Now a woman from Oakland is joining in on the cry of foul. Mariam Walton called the KTVU newsroom after she saw the story on television about the apparent find of old glass slides believed to be taken by Ansel Adams. She said one in particular looked a lot like a photograph her uncle, Earl Brooks, took.
That's where Scott Nichols joins the story. Nichols is a San Francisco art gallery owner and Ansel Adam expert. He took a look at Uncle Earl's photographs and said the ones purchased at a garage sale held a striking resemblance.

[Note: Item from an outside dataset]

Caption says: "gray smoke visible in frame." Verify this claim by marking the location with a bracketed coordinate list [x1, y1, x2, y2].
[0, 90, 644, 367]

He specifically analyzed one of a pine tree on Sentinal Dome and said because of the placement of the camera and the shadows of the tree, he think the slide was taken by Earl Brooks.
Walton said her Uncle Earl lived in Fresno and took countless photographs of places like Yosemite during his lifetime.
Walton let Nichols take four of her Uncle's photographs with him back to San Francisco for more study. Nichols is comparing them to Ansel Adams originals, as well as those glass slides found in Fresno. Nichols said he should be able to tell with more certainty whether the slides are new pictures taken by Ansel Adams or Uncle Earl.
Of course, this won't be the final chapter of the story. The original experts who authenticated them as Ansel Adams' work haven't weighed in.
Even before Mrs. Walton brought her uncle's work into the picture, Adams' grandson, Matthew Adams, who heads the Ansel Adams Gallery in San Francisco, said he found no real hard evidence his grandfather took them.
"I'm skeptical," Matthew Adams said.
Noone is saying that Rick Norsigian is perpetrating a fraud. They just say he's wrong.
Ten years ago, the Fresno painter stumbled upon a trove of 65 old glass negatives that he says have been authenticated as the work of famed nature photographer Ansel Adams, possibly worth $200 million. Norsigian bought the negatives from a man who said he had purchased the box from a Los Angeles salvage warehouse in the 1940s, bargaining the price down from $70 to $45. He saw they were of views of Yosemite but never suspected they might be Adams' works until someone mentioned they resembled the famed photographer's shots.